I’m not going to bloviate about the NBA Finals. It’s late Wednesday morning, and the Finals finished up three nights ago. You know everything about the games and the ending. So if I need to tell you how it ended or break down any stats, then you are in the wrong place (and apparently the wrong mind).

Pau Gasol was the real MVP of this series. While Kobe thrived in a couple of games, keep in mind that he had a few subpar games and failed to live up to his ‘Closer’ appellation by not being able to close out game three, having a mediocre second half. Gasol never had a bad game. He stood tall in every game. Proved all the doubters wrong (yes, I was a DOUBTER), played physical basketball, took it to the Magic, shot face up jumper after face up jumper against the lost-minded Orlando Magic, took hook shots to the basket, and all in between, played the best defense I’ve ever seen the man play.
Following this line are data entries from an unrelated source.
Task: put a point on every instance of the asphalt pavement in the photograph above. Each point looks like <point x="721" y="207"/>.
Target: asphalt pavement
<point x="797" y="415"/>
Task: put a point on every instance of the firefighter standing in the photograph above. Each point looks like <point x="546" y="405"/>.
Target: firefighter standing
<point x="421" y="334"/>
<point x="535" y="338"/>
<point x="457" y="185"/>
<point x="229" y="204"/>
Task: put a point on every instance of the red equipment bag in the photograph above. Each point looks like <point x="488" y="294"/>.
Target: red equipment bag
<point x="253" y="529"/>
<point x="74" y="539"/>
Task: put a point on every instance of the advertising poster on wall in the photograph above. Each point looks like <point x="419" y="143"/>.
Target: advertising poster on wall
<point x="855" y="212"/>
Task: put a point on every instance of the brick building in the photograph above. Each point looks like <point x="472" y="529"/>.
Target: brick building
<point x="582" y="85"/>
So, yeah, yeah, congratulations Lakers.

However, the true victories are the ones you win through the Boston Celtics.

I also have no doubt in my mind that if Kevin Garnett and Leon Powe were healthy (at least Garnett), the Celtics would be racking up number eightteen right now. And yes, that is my bisaed Boston Celtics fan-mind speaking. Thank you very much.

June 17, 2009

Sammy Sosa Cheated Six Years Ago, So Why Are We Talking Now?

Reports ascended yesterday that Sammy Sosa, the man whom along with Mark McGwire brought baseball back to prominence in 1998 when both men chased Roger Maris’ single season home run record, used some good ‘ol steroids in 2003. Well, who cares?

The year is 2009. 2003 was a long time ago. 2003 was a time when the Florida Marlins were rockin’ out, and the Yankees were still making World Series appearances. 2003 was a time when the New England Patriots were getting ready to make headway on their run for two Super Bowl championships in a row. 2003 was a time when my father passed away.

2003 is long gone.

The only reason this issue is being thrown at everyone’s faces is because it is a plague on baseball that is exclusively brought to you by steroids! Steroids are the only type of vice that will have the past haunt you like it does now. What other type of issue in sports will bring bullshit up from the past?

I don’t care that he cheated. Everybody is practically cheating in baseball today, so I’m not surprised a single bit. Sosa is one of the heroes of many kids growing up in the late 90s/early 2000s, but the year 2009 is among us and I’m no longer surprised at anybody who is injected needles in their asses.

At least baseball is slowly snubbing everybody out, one at a time apparently, even though Bud Selig is the most corrupted bastard I’ve ever seen in my entire freakin’ life!